What the Distillery Says
Mellow Corn is authentic American Corn Whiskey, a unique kind of straight whiskey that is rarely seen. As corn whiskey, it must be at least 81% corn grain in the mashbill and can be aged in new uncharred or used charred barrels.
The forerunner and kissing cousin to Bourbon, American Straight Corn Whiskey has a recipe or mashbill that includes the minimum of 81% corn, the rest being malted barley and rye. As world-renowned whiskey writer Jim Murray wrote, “If you are a true student of whiskey, your education is a long way from being complete until you have mastered this particularly charming form.”

What Gary Says
Nose: Sweet cornbread with vanilla, a hint of honey and oak.

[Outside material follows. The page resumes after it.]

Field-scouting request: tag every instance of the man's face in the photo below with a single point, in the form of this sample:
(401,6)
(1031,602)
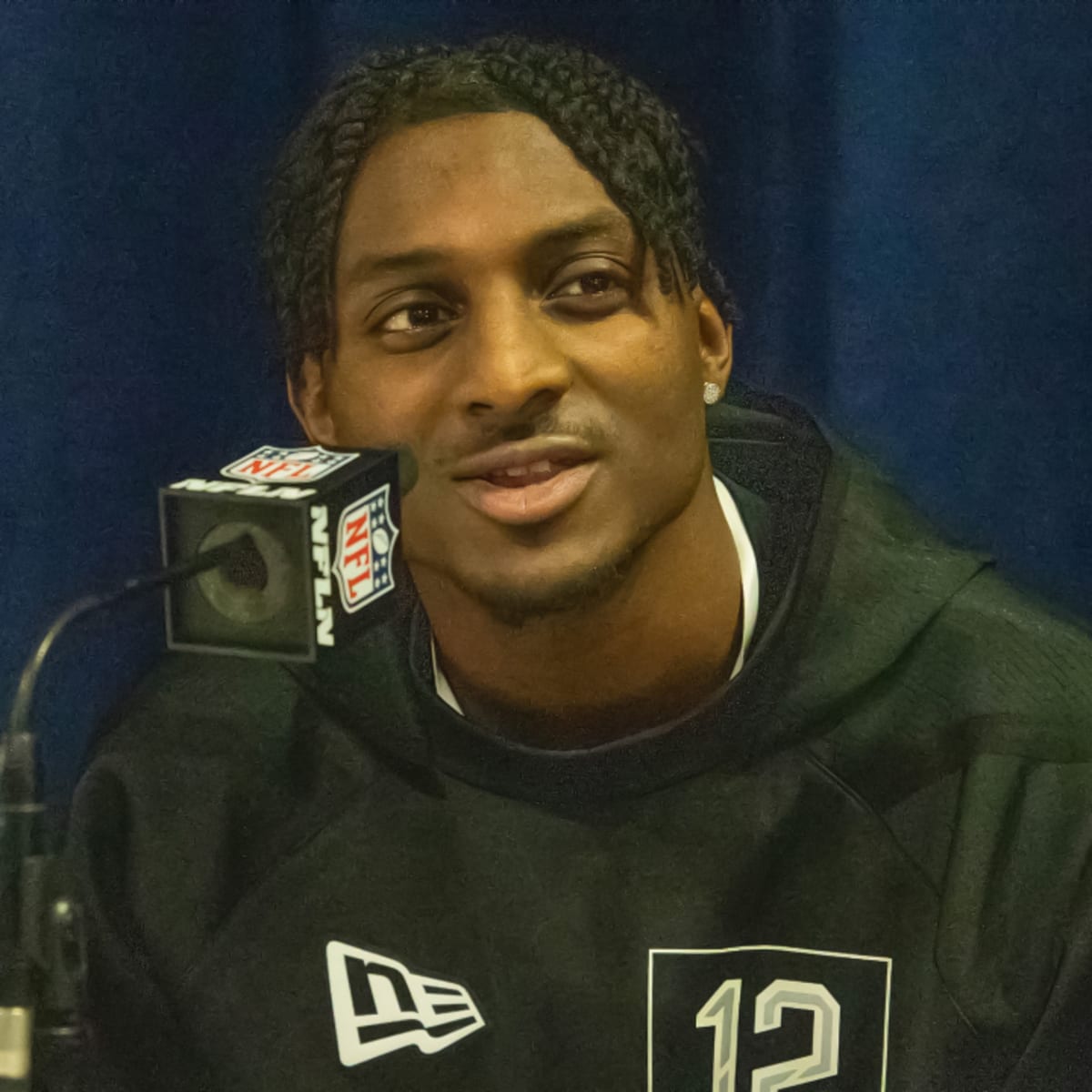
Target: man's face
(495,311)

Palate: Corn sweet, vanilla with a bit of a bite.
Finish: Short and dry with a slight peppery edge.
Comments: I’m not a huge corn whiskey fan, but this is the standard bearer in the category. It isn’t something I reach for very often, but if you’re learning about whiskey I think this should be a required core class. As corn is the major component in bourbon, it helps to understand what it brings to the party, versus that of the “flavoring grain” (typically rye, or wheat). Spoiler alert – this won’t be as complex as a 4 year old straight bourbon, but it helps in identifying “corn sweet” from other flavors. And as an inexpensive product, I think it’s a no brainer to give it a try.
Rating: Stands Out

What Richard Says
Nose: A bit hot and alcohol forward before opening up honey drizzled warm cornbread.
Palate: Great viscosity, just nice a oily in the mouth with a delicate vanilla sweetness.
Finish: Hot. Wood that’s been wet and rolled in cracked black pepper.
Comments: Gary pretty much sums it up. Not stellar but required reading for all new bourbon enthusiasts.